We had picked up Marc's Vietnamese passport and exit visa on Friday, June 19, and had all the necessary adoption and other Vietnamese documentation faxed to Singapore from the Canadian Embassy in Hanoi. Our contact there was very helpful.
We decided to go to Singapore for the immigration on the Thursday, June 25, despite no meaningful communication from the Canadian Immigration people in Singapore. The medical had been delivered to them. What was most frustrating was there was no telephone contact, only fax and they did not respond to our fax questions. We got a fax from on Wednesday telling us not to come until all the paperwork was in order but we could not find out what was missing as everything that was requested should have been there. We felt that at least if we were in Singapore we could at least talk to real people! The embassy in Hanoi also could only fax Singapore and could not help us. They knew as much as we did.
We said goodbye to the hotel staff who gave us a parting gift of some lacquer boxes for Marc. The assistant to the facilitator had also given Marc a little pop-up picture book with a Vietnamese fairy tale in Vietnamese so he would have something from his country. It had started raining as the cab drove us to the airport. Despite the intense heat we had experienced in Hanoi we were sorry to leave.
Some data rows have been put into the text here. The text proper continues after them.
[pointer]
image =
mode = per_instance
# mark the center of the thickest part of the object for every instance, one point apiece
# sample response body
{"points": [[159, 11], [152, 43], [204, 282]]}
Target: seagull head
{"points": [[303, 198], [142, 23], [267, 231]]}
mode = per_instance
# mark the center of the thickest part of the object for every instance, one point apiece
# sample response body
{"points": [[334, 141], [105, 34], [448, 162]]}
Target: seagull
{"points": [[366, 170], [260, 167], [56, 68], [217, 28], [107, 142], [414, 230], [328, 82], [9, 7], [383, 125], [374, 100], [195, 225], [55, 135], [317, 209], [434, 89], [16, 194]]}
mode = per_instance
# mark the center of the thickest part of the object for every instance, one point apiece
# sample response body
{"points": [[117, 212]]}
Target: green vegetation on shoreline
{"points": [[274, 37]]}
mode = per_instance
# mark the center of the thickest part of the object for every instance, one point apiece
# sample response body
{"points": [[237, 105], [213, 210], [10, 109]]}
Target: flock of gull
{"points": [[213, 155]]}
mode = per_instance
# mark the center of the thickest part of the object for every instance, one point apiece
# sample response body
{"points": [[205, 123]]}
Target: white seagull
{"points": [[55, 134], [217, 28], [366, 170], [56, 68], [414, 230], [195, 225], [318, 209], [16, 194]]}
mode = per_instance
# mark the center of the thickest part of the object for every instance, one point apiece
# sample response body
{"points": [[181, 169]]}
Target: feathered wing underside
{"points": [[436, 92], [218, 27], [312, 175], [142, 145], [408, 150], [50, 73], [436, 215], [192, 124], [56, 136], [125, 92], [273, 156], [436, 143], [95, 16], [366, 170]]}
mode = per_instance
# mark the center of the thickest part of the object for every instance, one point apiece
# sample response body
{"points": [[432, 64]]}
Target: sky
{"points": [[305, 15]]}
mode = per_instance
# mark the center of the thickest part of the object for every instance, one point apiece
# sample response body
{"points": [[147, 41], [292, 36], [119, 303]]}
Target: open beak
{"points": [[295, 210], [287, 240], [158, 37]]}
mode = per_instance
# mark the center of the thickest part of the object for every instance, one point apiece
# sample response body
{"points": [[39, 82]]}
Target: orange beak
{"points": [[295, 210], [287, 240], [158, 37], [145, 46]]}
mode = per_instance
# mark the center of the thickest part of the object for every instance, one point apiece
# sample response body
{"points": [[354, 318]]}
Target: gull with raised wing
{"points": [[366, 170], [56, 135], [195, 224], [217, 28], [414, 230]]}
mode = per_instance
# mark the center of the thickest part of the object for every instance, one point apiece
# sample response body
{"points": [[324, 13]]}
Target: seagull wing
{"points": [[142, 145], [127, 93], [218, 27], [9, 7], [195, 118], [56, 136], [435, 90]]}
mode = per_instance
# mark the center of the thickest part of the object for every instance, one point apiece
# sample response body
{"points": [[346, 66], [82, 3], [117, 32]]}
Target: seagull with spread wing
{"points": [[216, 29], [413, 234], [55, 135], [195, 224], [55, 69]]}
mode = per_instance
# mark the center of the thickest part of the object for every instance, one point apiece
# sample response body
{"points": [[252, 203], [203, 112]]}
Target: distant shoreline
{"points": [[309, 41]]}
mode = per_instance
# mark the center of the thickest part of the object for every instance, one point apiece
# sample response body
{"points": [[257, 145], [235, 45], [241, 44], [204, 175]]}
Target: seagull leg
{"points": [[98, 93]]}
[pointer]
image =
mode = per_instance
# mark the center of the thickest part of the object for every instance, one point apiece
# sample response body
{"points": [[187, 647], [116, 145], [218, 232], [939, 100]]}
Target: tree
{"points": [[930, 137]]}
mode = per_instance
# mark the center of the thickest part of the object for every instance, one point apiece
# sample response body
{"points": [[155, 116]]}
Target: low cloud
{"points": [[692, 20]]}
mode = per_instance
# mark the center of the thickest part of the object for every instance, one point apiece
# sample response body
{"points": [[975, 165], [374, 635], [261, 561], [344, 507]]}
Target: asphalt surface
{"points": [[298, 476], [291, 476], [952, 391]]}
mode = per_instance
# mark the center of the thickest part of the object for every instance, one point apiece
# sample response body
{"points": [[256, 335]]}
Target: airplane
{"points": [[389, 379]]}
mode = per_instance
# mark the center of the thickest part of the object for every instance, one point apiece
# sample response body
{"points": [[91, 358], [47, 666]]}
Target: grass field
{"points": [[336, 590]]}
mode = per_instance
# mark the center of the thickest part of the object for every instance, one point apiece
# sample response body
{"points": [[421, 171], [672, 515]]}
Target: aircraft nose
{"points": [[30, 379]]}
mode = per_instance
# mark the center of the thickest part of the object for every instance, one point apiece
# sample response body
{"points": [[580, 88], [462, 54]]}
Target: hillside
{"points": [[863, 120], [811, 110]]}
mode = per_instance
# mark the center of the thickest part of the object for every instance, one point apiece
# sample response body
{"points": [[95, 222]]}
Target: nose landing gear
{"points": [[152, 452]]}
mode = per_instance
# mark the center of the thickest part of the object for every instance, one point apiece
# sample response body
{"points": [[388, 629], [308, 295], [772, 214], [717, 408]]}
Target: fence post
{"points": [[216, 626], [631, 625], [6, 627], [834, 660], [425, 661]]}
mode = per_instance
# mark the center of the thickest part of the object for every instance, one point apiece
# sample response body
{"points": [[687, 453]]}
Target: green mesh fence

We had been fortunate that it had only rained the last two days we were in Hanoi. We had been able to see quite a bit of Hanoi both before and after the adoption. We had seen the Museum of Art and walked around Hoan Kiem Lake in early morning with Marc before it got too hot where we saw groups of people doing Tai Chi to taped music and small children playing soccer. Old ladies would stop us to show us how to hold the baby when I had to dispense with the Snugli because it was just too hot and just carry him. Everywhere we had experienced a gentleness and genuine caring for children that I had not experienced in North America. The streets had been surprisingly clean considering the dense population and greenery could be seen everywhere, even cascading from balconies at the tops of buildings. We had also seen the poverty of street kids. We had seen people improvising when they lacked the modern technology such as patching the sidewalk in front of their shops by hand. For us it had been a city of contrasts. Computers in the hotel and people using bikes to transport things and cooking food both for themselves and to sell on the sidewalks outside the shops. People watching the World Cup Soccer Finals on televisions in the heat in the late evening in the backs of shops open to the street. Watching CNN in our hotel room and going out to see chickens running loose in the back streets. We felt like we were in a different time and place but with connections to the world with which we were familiar.